Au douzième siècle, dans le nord de l’Europe, des femmes commencent à s’organiser en communautés religieuses. Non reconnues par le clergé, ces “béguines” prononçaient leurs propres vœux et embrassaient une vie religieuse à l’écart des abbayes et autres monastères. Difficilement tolérées au début car elles étaient considérées comme des concurrentes dans la foi, elles furent rapidement l’objet de persécutions et condamnées par l’inquisition.
Rhénanie. An 1238. Erika dirige, avec grande autorité, l’un de ces “béguinages” et veille à ce que ses quatre filles respectent scrupuleusement les tâches et règles qu’elle leur a assignées.
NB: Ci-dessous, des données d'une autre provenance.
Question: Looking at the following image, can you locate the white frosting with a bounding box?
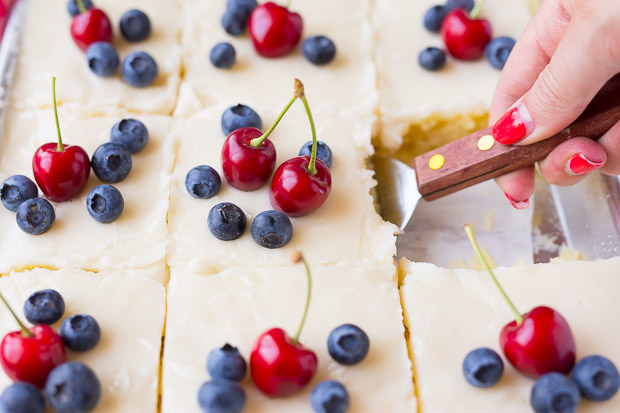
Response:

Leur vie, simple et rigoureuse, est rythmée par les lectures, les prières et les travaux de traduction et d’enluminure commandés par d’autres moines. Face aux menaces répétées du père Andréas, responsable de la paroisse, à l’encontre de leur communauté, Erika imagine un jour un stratagème pour le convaincre que son béguinage a été choisi par Dieu lui-même. Mais le “miracle” tout juste survenu, l’inquisiteur Conrad de Marbourg se met en route pour venir enquêter sur place…
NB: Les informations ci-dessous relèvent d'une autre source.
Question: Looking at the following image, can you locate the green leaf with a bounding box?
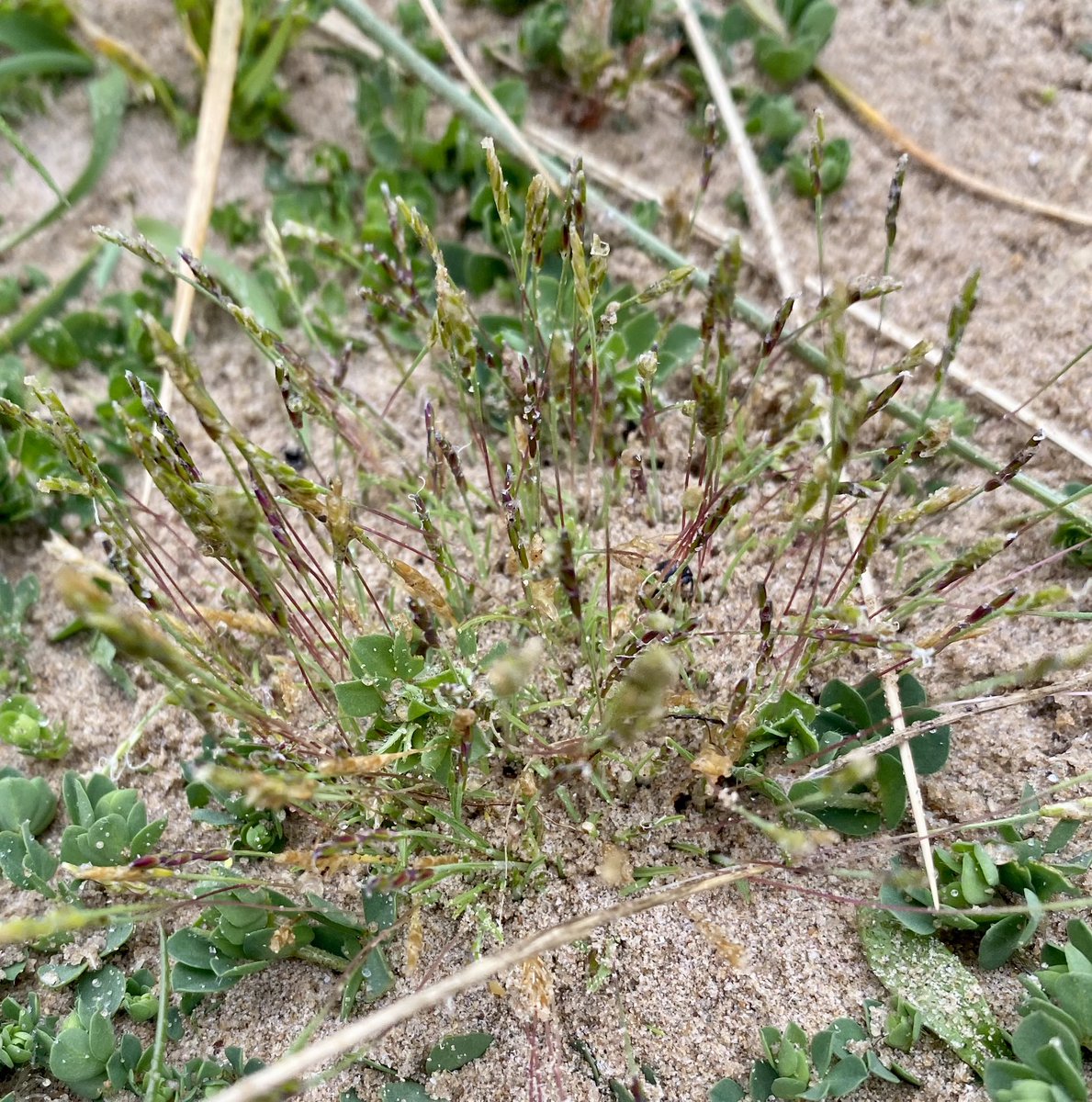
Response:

Le polar atypique, Clarke et Lapière, ça les connaît. Pour leur première collaboration (“Luna Almaden” chez Aire libre), ils avaient chargé leur jeune héroïne aveugle de l’enquête ! Avec “Urielle”, ils proposent cette fois un huis-clos dont le dessin bien plus réaliste que d’habitude de Clarke (notre homme fait généralement plutôt dans l’humour) et surtout les couleurs, très austères et sombres (un travail admirable), se chargent de restituer toute la tension et la violence. Formellement très convaincant, le récit peut ainsi mieux nous abasourdir avec cette épisode méconnu des guerres de religion. Car si l’on connaissait déjà les dégâts engendrés par l’église, on n’avait pas encore entendu parler des persécutions qu’avaient eues à endurer ces femmes qui ne demandaient, après tout, qu’à pouvoir exercer leur foi librement. Mais le pire, c’est que finalement on est guère surpris de lire de quelles autres horreurs ces hommes ont été capables pour ne pas avoir à partager leur pouvoir. Et presque 8 siècles plus tard, la situation n’a que peu évolué. Un one-shot aussi percutant qu’édifiant.